At any interest rate, the expected profit is thus higher for the risky borrowers than for the safe borrowers. Therefore, the risky borrowers are willing to pay a higher interest rate and still make non-negative profit. So it would be effective for a bank to charge lower interest rates from the safe borrowers and higher interest rates from the riskier investors, but because banks lack the knowledge of the risk types, they set a common interest rate for both borrower classes, which yields zero profit. An equilibrium with credit rationing is necessary for banks give credit to both risk types at a common interest rate. Safe borrowers effectively cross subsidize risky borrowers. This is an inefficient outcome because it rations safe borrowers.
Notice this is inefficient because lenders make safe borrowers subsidize risky borrowers, because of ‘imperfect information’. Yet, banks usually do not have zero information on borrowers as Stiglitz and Weiss assume, but rather, imperfect information. Risky borrowers, via FICO scores and down payment (ie, equity investment in the collateral), pay more on average. In contrast, the major government initiatives, such as Health Care programs, charge everyone the same, which is why people don't like these programs when they aren't cross-subsidized by the non-participants (eg, Medicaid). Thus, to the extent charging everyone the same is inefficient, it is much more prevalent in government initiatives than private ones. Yet, because he proved the market is imperfect relative to perfect information, Stiglitz then merely notes this proves markets are inefficient, and thus government is better, a highly dubious inference given the way government works even when lots of information is available (ie, without a pnl objective, or better information, or less irrationality or selfishness by individuals working for the government).

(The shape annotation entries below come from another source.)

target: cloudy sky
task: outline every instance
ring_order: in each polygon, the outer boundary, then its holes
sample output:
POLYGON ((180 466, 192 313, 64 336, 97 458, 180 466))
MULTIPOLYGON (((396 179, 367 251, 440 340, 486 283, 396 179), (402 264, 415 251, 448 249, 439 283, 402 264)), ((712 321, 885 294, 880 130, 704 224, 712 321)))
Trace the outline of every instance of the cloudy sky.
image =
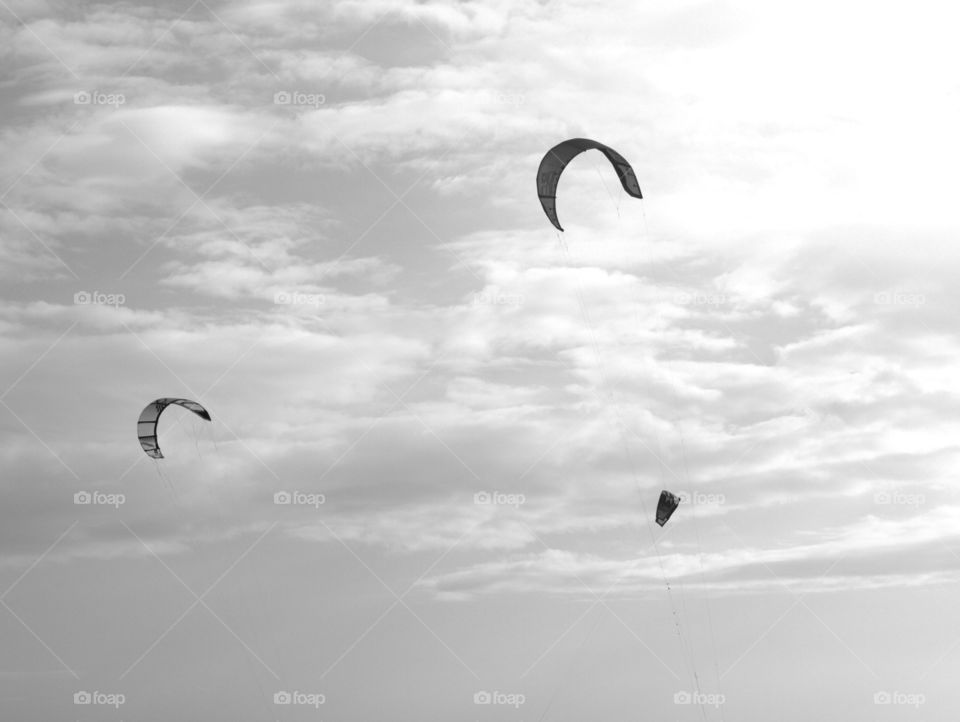
POLYGON ((956 720, 958 20, 0 0, 4 718, 956 720))

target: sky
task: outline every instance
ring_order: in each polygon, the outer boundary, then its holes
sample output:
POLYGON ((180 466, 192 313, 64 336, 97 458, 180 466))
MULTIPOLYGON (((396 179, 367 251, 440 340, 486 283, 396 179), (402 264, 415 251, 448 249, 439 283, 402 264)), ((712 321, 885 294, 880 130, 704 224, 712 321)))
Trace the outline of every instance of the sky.
POLYGON ((958 15, 0 0, 3 717, 956 720, 958 15))

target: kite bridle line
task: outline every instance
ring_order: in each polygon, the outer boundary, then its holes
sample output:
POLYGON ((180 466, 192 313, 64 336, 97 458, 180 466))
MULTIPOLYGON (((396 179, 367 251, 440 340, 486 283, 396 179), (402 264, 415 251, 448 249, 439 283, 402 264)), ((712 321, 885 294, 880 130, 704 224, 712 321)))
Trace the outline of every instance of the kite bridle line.
MULTIPOLYGON (((181 415, 179 415, 179 416, 177 417, 176 421, 174 422, 173 427, 176 428, 176 427, 180 426, 180 424, 182 424, 182 423, 183 423, 183 420, 186 419, 186 418, 190 418, 191 421, 195 421, 192 417, 193 417, 193 414, 181 414, 181 415)), ((214 448, 216 449, 216 456, 217 456, 217 458, 219 459, 219 458, 220 458, 220 449, 219 449, 219 447, 217 446, 217 443, 216 443, 216 434, 213 432, 213 419, 211 418, 210 422, 208 422, 208 423, 210 423, 210 425, 211 425, 211 429, 210 429, 211 439, 212 439, 212 441, 213 441, 214 448)), ((194 439, 194 444, 195 444, 195 446, 196 446, 196 448, 197 448, 197 454, 198 454, 198 456, 200 456, 200 457, 202 458, 203 455, 202 455, 202 453, 200 453, 200 445, 199 445, 200 433, 202 433, 202 432, 198 432, 198 427, 196 426, 196 424, 194 424, 194 425, 193 425, 192 427, 190 427, 190 428, 191 428, 190 434, 191 434, 191 436, 192 436, 193 439, 194 439)), ((159 425, 158 425, 157 431, 159 431, 159 425)), ((159 443, 158 443, 158 447, 159 447, 159 443)), ((164 460, 165 460, 165 457, 164 457, 164 458, 160 458, 160 459, 154 458, 154 459, 153 459, 154 468, 156 469, 157 474, 158 474, 158 475, 160 476, 160 478, 163 480, 164 486, 167 487, 167 491, 170 493, 171 501, 172 501, 172 503, 173 503, 174 508, 176 509, 176 513, 177 513, 177 516, 178 516, 178 518, 179 518, 180 524, 183 525, 183 526, 185 526, 185 527, 187 527, 188 530, 189 530, 189 529, 192 529, 192 528, 193 528, 193 525, 190 523, 190 519, 189 519, 188 514, 187 514, 188 509, 187 509, 187 507, 183 504, 183 502, 182 502, 182 500, 181 500, 181 498, 180 498, 179 490, 177 489, 178 484, 174 482, 174 480, 173 480, 173 478, 170 476, 169 472, 168 472, 168 471, 164 471, 164 469, 163 469, 163 462, 164 462, 164 460)), ((225 524, 225 518, 224 518, 224 516, 223 516, 223 512, 221 511, 219 504, 214 504, 214 513, 215 513, 215 515, 216 515, 216 518, 217 518, 217 520, 218 520, 218 523, 219 523, 220 527, 223 528, 223 527, 224 527, 224 524, 225 524)), ((189 532, 188 532, 188 533, 189 533, 189 532)), ((205 573, 206 573, 207 580, 208 580, 207 584, 214 584, 214 583, 216 583, 216 582, 218 582, 218 581, 220 580, 220 578, 221 578, 221 576, 223 576, 223 573, 224 573, 224 572, 223 572, 222 569, 221 569, 220 571, 217 571, 216 569, 214 569, 213 566, 212 566, 212 561, 211 561, 209 555, 206 554, 206 553, 203 553, 202 551, 199 550, 199 545, 202 544, 202 543, 203 543, 203 542, 201 542, 201 541, 196 541, 196 542, 195 542, 196 546, 193 546, 193 545, 190 546, 190 556, 192 556, 194 559, 197 559, 198 562, 199 562, 199 564, 200 564, 200 566, 203 567, 203 569, 204 569, 204 571, 205 571, 205 573)), ((257 575, 257 574, 254 574, 253 576, 254 576, 254 578, 255 578, 255 582, 256 582, 257 586, 258 586, 258 587, 262 587, 261 580, 260 580, 260 576, 257 575)), ((209 590, 209 586, 208 586, 207 589, 204 590, 204 591, 207 591, 207 590, 209 590)), ((191 591, 192 591, 192 590, 191 590, 191 591)), ((201 599, 204 599, 204 600, 205 600, 205 594, 201 593, 201 599)), ((232 616, 235 617, 235 618, 238 618, 238 615, 236 614, 236 609, 233 608, 233 605, 230 604, 229 595, 224 595, 224 596, 223 596, 223 601, 221 602, 221 605, 225 605, 226 608, 227 608, 227 610, 228 610, 228 612, 233 612, 232 616)), ((209 609, 207 609, 207 610, 205 610, 205 611, 207 612, 207 614, 213 614, 213 612, 211 612, 211 610, 209 610, 209 609)), ((235 634, 235 633, 232 632, 232 630, 231 630, 231 634, 235 634)), ((238 643, 239 643, 239 638, 238 638, 238 643)), ((244 646, 246 646, 246 645, 244 645, 244 646)), ((258 646, 262 646, 262 645, 258 645, 258 646)), ((264 689, 264 686, 263 686, 262 682, 260 681, 260 670, 259 670, 259 669, 257 668, 257 666, 254 664, 254 661, 253 661, 252 659, 250 659, 250 653, 249 653, 248 650, 242 650, 241 656, 245 658, 245 664, 246 664, 246 666, 247 666, 250 674, 253 676, 254 681, 256 682, 257 689, 258 689, 258 691, 259 691, 259 699, 261 700, 260 706, 262 707, 262 711, 261 711, 261 712, 258 712, 258 713, 253 713, 253 712, 251 712, 251 717, 250 717, 250 718, 251 718, 251 719, 268 719, 268 718, 270 718, 271 714, 273 714, 273 706, 272 706, 272 705, 268 705, 267 700, 268 700, 268 698, 269 698, 270 695, 269 695, 269 693, 267 692, 267 690, 264 689)))
MULTIPOLYGON (((612 198, 611 198, 611 200, 612 200, 612 198)), ((618 215, 619 215, 619 213, 618 213, 618 215)), ((611 400, 612 400, 612 402, 613 402, 614 411, 615 411, 615 413, 616 413, 617 430, 618 430, 618 432, 619 432, 618 435, 619 435, 619 437, 620 437, 620 442, 621 442, 621 444, 622 444, 622 446, 623 446, 624 455, 625 455, 625 457, 626 457, 626 459, 627 459, 627 463, 628 463, 628 466, 629 466, 629 469, 630 469, 631 477, 632 477, 632 479, 633 479, 634 485, 635 485, 635 487, 636 487, 636 489, 637 489, 637 492, 638 492, 638 496, 639 496, 639 500, 640 500, 640 507, 641 507, 641 510, 642 510, 642 512, 643 512, 644 521, 645 521, 645 523, 646 523, 646 525, 647 525, 647 531, 648 531, 649 534, 650 534, 651 545, 653 546, 654 553, 655 553, 656 556, 657 556, 657 565, 658 565, 658 567, 659 567, 659 569, 660 569, 660 576, 661 576, 661 578, 662 578, 662 580, 663 580, 664 587, 665 587, 666 590, 667 590, 667 598, 668 598, 668 601, 669 601, 669 603, 670 603, 670 609, 671 609, 671 613, 672 613, 673 620, 674 620, 674 629, 675 629, 675 631, 676 631, 676 633, 677 633, 677 638, 678 638, 678 641, 679 641, 679 643, 680 643, 680 649, 681 649, 681 651, 683 652, 684 665, 685 665, 685 667, 687 667, 687 673, 690 675, 690 678, 693 680, 694 688, 695 688, 696 691, 697 691, 697 695, 698 695, 697 698, 698 698, 698 700, 703 700, 703 695, 702 695, 702 692, 701 692, 701 689, 700 689, 700 679, 699 679, 699 675, 698 675, 697 669, 696 669, 696 659, 695 659, 694 654, 693 654, 693 648, 692 648, 692 646, 687 642, 687 640, 685 639, 684 634, 683 634, 682 625, 681 625, 681 623, 680 623, 680 615, 679 615, 679 611, 678 611, 678 609, 677 609, 677 605, 676 605, 676 603, 675 603, 675 601, 674 601, 673 591, 672 591, 671 586, 670 586, 670 580, 669 580, 669 578, 667 577, 666 569, 665 569, 665 567, 664 567, 664 565, 663 565, 663 557, 662 557, 662 554, 661 554, 661 552, 660 552, 659 545, 657 544, 656 534, 655 534, 655 532, 654 532, 654 530, 653 530, 653 527, 651 526, 651 522, 650 522, 649 510, 648 510, 647 505, 646 505, 646 502, 645 502, 645 500, 644 500, 644 494, 645 494, 646 490, 645 490, 645 489, 643 488, 643 486, 641 485, 640 479, 639 479, 639 477, 637 476, 637 471, 636 471, 636 470, 637 470, 637 467, 636 467, 636 464, 634 463, 633 454, 632 454, 632 452, 631 452, 631 450, 630 450, 630 445, 629 445, 629 442, 628 442, 628 439, 627 439, 627 431, 628 431, 628 430, 627 430, 626 423, 624 422, 623 411, 622 411, 622 409, 621 409, 621 407, 620 407, 620 403, 619 403, 619 400, 618 400, 617 395, 616 395, 616 393, 615 393, 614 387, 609 383, 609 381, 608 381, 608 379, 607 379, 607 371, 606 371, 606 367, 605 367, 605 364, 604 364, 604 361, 603 361, 603 355, 602 355, 602 353, 601 353, 601 351, 600 351, 600 344, 599 344, 599 341, 598 341, 598 339, 597 339, 596 329, 595 329, 594 324, 593 324, 593 322, 592 322, 592 320, 591 320, 591 318, 590 318, 590 314, 589 314, 589 312, 588 312, 588 310, 587 310, 586 302, 584 301, 583 292, 582 292, 582 288, 581 288, 581 284, 580 284, 579 271, 576 270, 578 267, 577 267, 576 264, 574 263, 573 255, 572 255, 572 253, 571 253, 571 251, 570 251, 570 248, 569 248, 568 244, 566 243, 566 241, 565 241, 565 240, 563 239, 563 237, 561 236, 560 232, 555 230, 554 233, 556 234, 558 245, 559 245, 560 249, 561 249, 562 252, 563 252, 564 260, 565 260, 567 266, 568 266, 569 268, 574 269, 574 272, 575 272, 576 287, 575 287, 574 290, 575 290, 575 295, 576 295, 576 298, 577 298, 577 304, 578 304, 578 306, 580 307, 580 313, 581 313, 581 315, 583 316, 583 320, 584 320, 584 322, 586 323, 587 327, 588 327, 589 330, 590 330, 591 345, 593 346, 594 355, 596 356, 596 359, 597 359, 597 370, 598 370, 599 375, 600 375, 600 387, 601 387, 601 388, 600 388, 600 394, 599 394, 599 395, 600 395, 601 399, 603 399, 603 397, 604 397, 604 395, 605 395, 605 390, 606 390, 606 389, 610 389, 610 397, 611 397, 611 400)), ((661 464, 661 473, 662 473, 663 461, 662 461, 661 458, 658 458, 658 461, 659 461, 660 464, 661 464)), ((584 641, 581 643, 581 649, 583 648, 583 646, 585 646, 587 640, 589 640, 589 638, 592 636, 593 631, 596 629, 596 626, 597 626, 597 625, 594 626, 594 628, 593 628, 593 630, 591 630, 590 634, 588 634, 587 637, 585 637, 584 641)), ((558 688, 557 691, 559 691, 559 688, 558 688)), ((553 700, 554 700, 554 698, 556 697, 556 694, 557 694, 557 692, 555 692, 555 693, 551 696, 551 698, 550 698, 550 700, 549 700, 549 702, 548 702, 548 705, 547 705, 547 710, 549 710, 550 706, 553 704, 553 700)), ((703 707, 702 701, 700 702, 700 704, 698 704, 698 707, 699 707, 699 709, 700 709, 700 715, 701 715, 701 717, 705 720, 705 719, 706 719, 706 713, 705 713, 705 711, 704 711, 704 707, 703 707)), ((545 715, 545 714, 546 714, 546 711, 544 712, 544 715, 545 715)), ((542 719, 543 719, 543 717, 541 717, 541 720, 542 720, 542 719)))

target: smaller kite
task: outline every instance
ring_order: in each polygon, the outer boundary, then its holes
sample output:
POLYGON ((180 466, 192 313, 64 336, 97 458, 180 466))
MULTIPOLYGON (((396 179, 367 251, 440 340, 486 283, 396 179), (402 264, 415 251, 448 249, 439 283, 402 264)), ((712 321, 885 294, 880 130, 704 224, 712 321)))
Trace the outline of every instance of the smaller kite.
POLYGON ((680 497, 664 489, 660 492, 660 501, 657 502, 657 524, 663 526, 673 516, 673 512, 680 506, 680 497))
POLYGON ((170 404, 182 406, 201 419, 211 421, 210 414, 196 401, 190 401, 189 399, 157 399, 151 401, 140 412, 140 418, 137 420, 137 438, 140 439, 140 446, 147 452, 147 456, 154 459, 163 458, 163 454, 160 453, 160 446, 157 443, 157 421, 160 419, 163 410, 170 404))

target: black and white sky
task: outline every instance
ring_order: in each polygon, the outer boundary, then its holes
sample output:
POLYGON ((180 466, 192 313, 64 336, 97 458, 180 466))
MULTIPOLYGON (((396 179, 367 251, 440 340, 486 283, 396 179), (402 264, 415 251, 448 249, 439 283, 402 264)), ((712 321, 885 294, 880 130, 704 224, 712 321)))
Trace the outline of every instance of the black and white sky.
POLYGON ((0 0, 0 717, 955 722, 958 21, 0 0))

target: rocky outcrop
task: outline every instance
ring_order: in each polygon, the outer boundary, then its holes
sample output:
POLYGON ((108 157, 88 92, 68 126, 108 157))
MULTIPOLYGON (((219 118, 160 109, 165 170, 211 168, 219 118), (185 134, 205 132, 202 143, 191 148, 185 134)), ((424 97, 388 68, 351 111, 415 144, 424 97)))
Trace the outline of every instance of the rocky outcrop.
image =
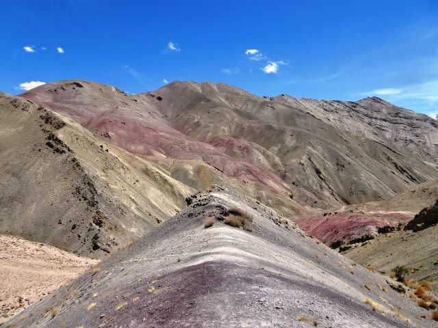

In sum, Stiglitz generates the same platitudes you hear from typical far left-wing types (eg, the market is inefficient therefore dominated by government, the market leads to a race to the bottom). His arguments supporting his policy preferences are inconsistent. His Nobel prize winnung research did not, does not, forcefully prove we should always be increasing government as he assumes (he notes government gave us the internet, biotech, and ‘research and developement’ --i.e., Tang).